4. Use the right antiperspirant

Antiperspirants can often reduce the amount of sweating you experience to the point where it is no longer bothersome. However, it’s important to understand that they only mask the problem. If you believe your sweating is related to diabetes, it’s a good idea to speak to a healthcare provider. Antiperspirant is an effective solution for hyperhidrosis (general excessive sweating) and night sweating, but is unlikely to help with gustatory or facial sweating. 

You can start with one of the “clinical strength” products offered over the counter at the drugstore. If this doesn’t help, speak to your doctor, who may be able to offer an alternative.

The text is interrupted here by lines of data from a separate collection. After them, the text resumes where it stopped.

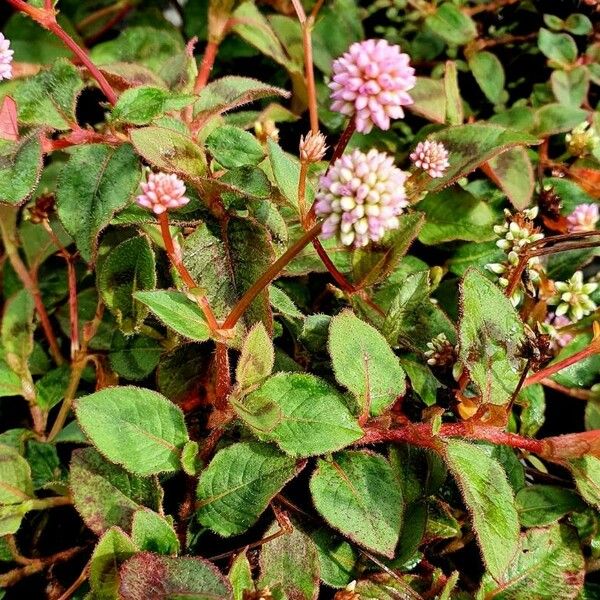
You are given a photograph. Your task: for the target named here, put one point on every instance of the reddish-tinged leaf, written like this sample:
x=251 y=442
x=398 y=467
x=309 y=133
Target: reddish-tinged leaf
x=148 y=576
x=9 y=129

5. Keep your room cool at night

When night sweats become a problem, it can help to keep the room cooler and to run a fan. If you feel hot at night, sleeping with lighter or fewer blankets can also help. Cotton sheets tend to be more breathable. Managing your sleeping environment is an important part of countering bothersome nighttime sweating. 

 

6. Consider BOTOX®

BOTOX®, according to their Indications and Usage list, is indicated for the treatment of severe primary axillary hyperhidrosis that is inadequately managed with topical agents. A small amount of BOTOX injected near the underarms can slow sweating to a near stop. While the treatment is expensive, and must be maintained regularly, this solution might help resolving problematic excessive sweating. ‍

The bottom line

Diabetes can cause excessive sweating or insufficient sweating in some people. When a person with diabetes experiences low blood sugar, they may sweat as the body goes into fight-or-flight. People with nerve damage or diabetic neuropathy may experience excessive sweating, particularly at night, or insufficient sweating, depending on the type of damage. 

In either case, maintaining healthy blood glucose levels can prevent problems with sweating from appearing. If you are concerned about your sweating and diabetes, it’s a good idea to speak to your doctor and ensure your diabetes is well-managed.